Crossing to the table, the cook rummaged among the notes spread across its surface until she found a list of nations and names scrawled in her almost-illegible hand. “Here,” she said, holding it out so the Mountie could read:
Britain:
Jack the Ripper
David Harker
Germany:
Fritz Haarmann, “the Butcher of Hanover”
Georg Grossmann
Karl Denke
Joachim Kroll, “the Ruhr Hunter”
France:
Nicolas Claux
Issei Sagawa
America:
Albert Fish, “the Moon Maniac”
Ed Gein, “the Plainfield Ghoul” (?)
Edmund Kemper, “the Co-Ed Killer”
Lucas and Toole (?)
Stanley Dean Baker
Daniel Rakowitz
Albert Fentress
Arthur Shawcross
Gary Heidnik
Jeffrey Dahmer, “the Milwaukee Monster”
Russia:
Andrei Chikatilo, “the Mad Beast”
Nikolai Dzhurmongaliev, “Metal Fang”
Canada:
Dale Merle Nelson (?)
“Good lord,” said Zinc. “That many?”
“I’m still working on it.
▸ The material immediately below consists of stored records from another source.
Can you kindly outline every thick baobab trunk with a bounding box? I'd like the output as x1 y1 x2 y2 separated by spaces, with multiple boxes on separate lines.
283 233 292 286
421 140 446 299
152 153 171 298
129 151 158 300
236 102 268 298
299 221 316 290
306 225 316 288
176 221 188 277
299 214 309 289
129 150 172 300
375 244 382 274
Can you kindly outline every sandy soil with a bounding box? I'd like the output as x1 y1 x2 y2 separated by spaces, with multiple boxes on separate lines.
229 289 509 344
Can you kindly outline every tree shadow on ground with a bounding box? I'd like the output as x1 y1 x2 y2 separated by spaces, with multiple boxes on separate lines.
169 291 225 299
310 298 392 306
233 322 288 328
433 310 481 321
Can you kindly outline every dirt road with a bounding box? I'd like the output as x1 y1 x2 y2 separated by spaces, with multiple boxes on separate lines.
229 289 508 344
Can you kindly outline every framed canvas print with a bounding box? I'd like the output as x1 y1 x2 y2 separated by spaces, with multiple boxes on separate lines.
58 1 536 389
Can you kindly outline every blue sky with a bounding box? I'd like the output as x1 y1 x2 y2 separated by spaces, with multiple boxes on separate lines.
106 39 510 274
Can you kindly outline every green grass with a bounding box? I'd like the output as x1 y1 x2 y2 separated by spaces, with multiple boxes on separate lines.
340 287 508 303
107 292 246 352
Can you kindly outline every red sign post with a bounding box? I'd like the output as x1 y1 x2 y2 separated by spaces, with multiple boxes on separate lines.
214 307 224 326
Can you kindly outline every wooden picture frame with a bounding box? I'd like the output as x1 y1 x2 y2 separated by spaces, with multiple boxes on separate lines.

The list is under construction.”
“Jack the
Ripper. There’s no escape from him.”
“We may not know who Jack was, but we know his predilections. We have the famous ‘From Hell’ letter accompanied by a human kidney, with the taunt ‘Tother piece I fried and ate.’ And we have organs missing from three of the Ripper’s victims: Annie Chapman’s uterus, Catherine Eddowes’s left kidney and womb, Mary Jane Kelly’s heart. He removed them for some reason. To eat is the likeliest answer.”
“Jack the Cannibal. Who’s David Harker?”
“A modern Brit. He strangled a woman with her tights when he got bored during sex. He chopped off her head and limbs, sliced skinned flesh from her thigh, and cooked it with pasta and cheese. Tattooed on his scalp were the words ‘subhuman’ and ‘disorder.’”
“When was that?”
“1999.”
“Four Germans, huh?”
“Shows how hard their nation was shaken by the First World War. Many turned to Nazism. Three to cannibalism. Haarmann may have butchered as many as fifty young refugees who flooded into Hanover after the war. He lured each starving boy home from the train station with the promise of a meal, then attacked him like a werewolf, chewing at his throat. Death resulted from his almost biting off each head, an act that gave Haarmann a sexual climax. Later, he butchered the body and disposed of the leftover flesh as black-market beef. His near downfall was a dissatisfied customer who complained to police about the quality of his ‘steaks.’ The analyst, however, pronounced it was pork! So Haarmann was able to continue his nefarious trade.”
“Selling ‘the other white meat’?”
“Georg Grossmann, just after the war, ground fifty or more plump young women he met at the Berlin train station into sausage meat, which he sold the following day, on the same platform, as frankfurters. When he was arrested by police, Grossmann was butchering a trussed-up woman in his apartment.”
“Sausages scare me,” the Mountie said. “You never know what’s in them.”
“Karl Denke was an innkeeper in Silesia. He killed and consumed at least thirty of his lodgers. He chopped them up, ate certain parts right away, and pickled the rest in tubs of brine for later feasts. He confessed that for three years he’d eaten nothing but human flesh.”